La France a besoin d'une presse forte. La presse spécialisée est un vecteur essentiel de la diffusion du savoir, des compétences techniques, professionnelles et scientifiques, de l'excellence dans les domaines les plus variés. Elle est le reflet de la vitalité intellectuelle d'une nation. Elle contribue aussi, avec les autres formes de presse bien sûr, au débat démocratique, à la diffusion des idées, au développement culturel.
Or la presse traverse une période difficile ou voit certains équilibres menacés ou susceptibles d'être remis en cause. Le Premier Ministre l'a souligné dans son intervention devant les éditeurs réunis le 16 mai dernier pour le déjeuner des papiers de presse. Il avait à cette occasion appelé à une réflexion stratégique sur les conditions qui permettraient de donner un nouvel élan à la presse française.
J'ai initié dans ce cadre un premier cycle de consultations informelles avec les fédérations et syndicats de presse, qui se déroule à mon cabinet, avec le directeur du développement des médias, Alain Seban. Naturellement, la FNPS participe à cet exercice, qui constitue une opportunité de chercher, dans la concertation, les réponses aux défis de votre secteur et comment les pouvoirs publics peuvent y contribuer au mieux. Je souhaite pouvoir en retirer des conclusions opérationnelles à proposer dans des délais rapides.

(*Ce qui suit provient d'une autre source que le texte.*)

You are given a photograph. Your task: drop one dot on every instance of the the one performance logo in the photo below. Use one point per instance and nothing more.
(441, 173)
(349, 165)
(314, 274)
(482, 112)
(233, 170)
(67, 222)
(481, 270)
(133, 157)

Mais au-delà du soutien de l'Etat, qui peut toujours faire mieux sinon davantage, la presse, et votre famille tout particulièrement, dispose en elle-même, j'en suis convaincu, des ressources pour surmonter les difficultés actuelles, grâce à ses qualités et parce qu'elle est indispensable. Cette confiance, les entrepreneurs que vous êtes doivent l'entretenir, et ne manquera pas de se rétablir avec l'amélioration des perspectives économiques qui se dessine. Puisse notre prochaine rencontre se dérouler avec un dossier postal réglé et un moral retrouvé. Quoi qu'il en soit, ce sera pour moi avec un plaisir renouvelé.
Je vous remercie de votre attention.